Si l’ambiguïté des relations entre le surréalisme et la publicité ne semble pas reposer sur des questions de personnes ou de générations, elle peut en revanche s’expliquer par la chronologie. C’est dans les années 1920 et 1930 que la fascination des surréalistes pour la publicité s’exprime le plus ouvertement. Celle-ci s’inscrit alors dans une prédilection plus large pour les graffiti, les décors de fêtes foraines, les dessins des fous ou des médiums et les diverses formes de cette «culture populaire» dont Eluard considérait qu’elle était la plus extraordinaire source de «poésie involontaire».
…/…
C’est durant cette première période, où la photographie publicitaire ne s’est pas encore constituée en discipline professionnelle, où tout reste encore à inventer, que des photographes d’horizons divers, et dont ce n’est pas particulièrement la vocation, s’essaient à la publicité. Plusieurs photographes proches du mouvement surréaliste tentent ainsi leur chance. Et ça marche… ça marche même trop bien.
Leurs images sont remarquées, leurs idées bientôt imitées. Très rapidement, les innovations techniques proposées par les surréalistes, telles que la solarisation, le photogramme ou le montage dialectique intègrent la panoplie des effets auxquels chaque photographe publicitaire peut avoir recours pour répondre aux impératifs de sa commande. Au-delà des techniques, les idées surréalistes sont également de plus en plus couramment utilisées par la publicité.
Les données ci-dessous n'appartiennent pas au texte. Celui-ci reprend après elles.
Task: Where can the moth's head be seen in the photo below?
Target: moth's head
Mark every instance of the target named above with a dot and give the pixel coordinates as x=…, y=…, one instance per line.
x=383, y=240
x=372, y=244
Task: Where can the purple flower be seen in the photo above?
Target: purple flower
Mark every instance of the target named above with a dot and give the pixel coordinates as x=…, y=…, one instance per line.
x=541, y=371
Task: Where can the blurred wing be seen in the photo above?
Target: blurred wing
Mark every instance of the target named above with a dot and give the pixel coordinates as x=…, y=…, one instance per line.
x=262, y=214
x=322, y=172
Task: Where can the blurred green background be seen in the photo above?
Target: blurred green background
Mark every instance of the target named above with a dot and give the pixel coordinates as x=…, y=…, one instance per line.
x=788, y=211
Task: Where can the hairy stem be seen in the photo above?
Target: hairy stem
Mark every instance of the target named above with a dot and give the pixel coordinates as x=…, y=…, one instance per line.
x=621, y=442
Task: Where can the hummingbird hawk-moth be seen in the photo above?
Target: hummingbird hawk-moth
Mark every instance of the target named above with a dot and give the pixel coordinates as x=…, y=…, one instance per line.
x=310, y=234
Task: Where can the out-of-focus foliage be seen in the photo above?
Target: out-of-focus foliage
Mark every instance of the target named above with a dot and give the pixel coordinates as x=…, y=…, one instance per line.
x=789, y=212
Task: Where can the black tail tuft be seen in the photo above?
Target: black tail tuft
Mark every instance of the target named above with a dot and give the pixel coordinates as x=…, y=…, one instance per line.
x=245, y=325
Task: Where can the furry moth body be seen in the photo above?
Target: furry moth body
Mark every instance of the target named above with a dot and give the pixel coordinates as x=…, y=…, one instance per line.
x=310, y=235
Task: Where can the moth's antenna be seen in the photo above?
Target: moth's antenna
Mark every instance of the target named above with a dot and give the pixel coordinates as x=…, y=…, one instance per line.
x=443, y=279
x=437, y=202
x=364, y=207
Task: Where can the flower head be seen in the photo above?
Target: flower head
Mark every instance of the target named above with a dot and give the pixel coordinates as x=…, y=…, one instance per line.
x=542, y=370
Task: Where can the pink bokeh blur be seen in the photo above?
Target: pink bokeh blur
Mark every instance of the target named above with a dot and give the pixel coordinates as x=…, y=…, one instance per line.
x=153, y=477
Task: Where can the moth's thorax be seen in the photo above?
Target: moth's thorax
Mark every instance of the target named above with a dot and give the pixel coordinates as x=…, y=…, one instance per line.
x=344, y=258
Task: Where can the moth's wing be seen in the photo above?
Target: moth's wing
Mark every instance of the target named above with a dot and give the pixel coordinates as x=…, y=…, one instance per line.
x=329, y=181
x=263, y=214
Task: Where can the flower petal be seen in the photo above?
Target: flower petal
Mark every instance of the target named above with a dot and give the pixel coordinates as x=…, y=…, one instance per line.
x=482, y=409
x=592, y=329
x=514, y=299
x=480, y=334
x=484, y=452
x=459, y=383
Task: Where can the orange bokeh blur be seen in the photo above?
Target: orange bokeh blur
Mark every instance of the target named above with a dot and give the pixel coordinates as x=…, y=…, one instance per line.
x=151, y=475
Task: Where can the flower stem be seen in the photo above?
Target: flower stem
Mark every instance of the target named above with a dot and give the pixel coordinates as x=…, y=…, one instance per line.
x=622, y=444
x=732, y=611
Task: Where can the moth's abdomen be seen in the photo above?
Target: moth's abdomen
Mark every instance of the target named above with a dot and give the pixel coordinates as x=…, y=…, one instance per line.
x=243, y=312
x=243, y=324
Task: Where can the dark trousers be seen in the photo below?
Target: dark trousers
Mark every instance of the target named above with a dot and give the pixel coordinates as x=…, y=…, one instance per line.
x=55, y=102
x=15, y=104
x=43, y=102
Après la guerre, le surréalisme est déjà un style parfaitement assimilé par une photographie publicitaire qui est désormais l’affaire de professionnels.
C’est en fait à partir du moment où le surréalisme devient un standard publicitaire, un nouveau «poncif» selon Hugnet, que les surréalistes eux-mêmes délaissent cette activité pourtant lucrative et commencent à exprimer leur exaspération à son égard. Au sein du mouvement, la publicité d’inspiration surréaliste aura en somme été victime de son trop grand succès.